Personal information
- Born: May 20, 1962 (age 64) Bethalto, Illinois, United States
- Education: Bartlett High School University of Alaska Anchorage
- Spouse: Curtis Schreiner

Sport
- Sport: Biathlon
- Rank: Master Sergeant (NYANG)
- College team: Alaska Anchorage Seawolves

= Deborah Nordyke =

American biathlete (born 1962)

Deborah L. Nordyke (born May 20, 1962) is an American biathlete. She competed in the two events at the 1998 Winter Olympics.

In 1980, Nordyke graduated from Bartlett High School in Anchorage, Alaska where she competed in gymnastics and track and field. After high school, she attended the University of Alaska Anchorage and planned to become a teacher. She had never skied until joining the Air National Guard and the Alaska Anchorage Seawolves ski team. She did not begin training regularly in biathlon until 1992, at which time she was working as an elementary school teacher in Oregon. She participated in summer biathlon competitions in the offseason.

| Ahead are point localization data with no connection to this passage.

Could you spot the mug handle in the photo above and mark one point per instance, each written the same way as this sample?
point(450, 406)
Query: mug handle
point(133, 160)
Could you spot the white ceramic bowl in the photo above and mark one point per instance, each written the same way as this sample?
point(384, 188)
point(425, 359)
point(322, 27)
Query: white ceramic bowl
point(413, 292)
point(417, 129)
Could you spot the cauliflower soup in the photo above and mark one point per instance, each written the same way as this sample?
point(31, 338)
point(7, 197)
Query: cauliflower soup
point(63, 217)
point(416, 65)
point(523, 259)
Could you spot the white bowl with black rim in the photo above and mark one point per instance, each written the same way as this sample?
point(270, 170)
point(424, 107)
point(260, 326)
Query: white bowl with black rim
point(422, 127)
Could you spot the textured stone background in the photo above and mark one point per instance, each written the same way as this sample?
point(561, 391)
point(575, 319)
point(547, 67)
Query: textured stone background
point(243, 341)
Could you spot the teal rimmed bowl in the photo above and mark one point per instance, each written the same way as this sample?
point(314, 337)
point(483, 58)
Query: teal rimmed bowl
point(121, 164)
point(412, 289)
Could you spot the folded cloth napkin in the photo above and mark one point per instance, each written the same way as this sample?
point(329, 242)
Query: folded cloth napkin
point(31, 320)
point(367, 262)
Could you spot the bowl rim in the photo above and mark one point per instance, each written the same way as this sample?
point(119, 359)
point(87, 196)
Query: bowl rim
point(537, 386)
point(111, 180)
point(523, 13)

As of January 1998, Nordyke was engaged to be married to fellow American Olympic biathlete Curtis Schreiner of Day, New York and the couple hoped to be married that year. In June 1998, she was granted a transfer to the 109th Airlift Wing of the New York Air National Guard. Her first child with Schreiner was born in February 1999. As of February 2016, she and Schreiner were living with their three children in Hadley, New York where she was working as a substitute teacher while continuing to serve in the National Guard.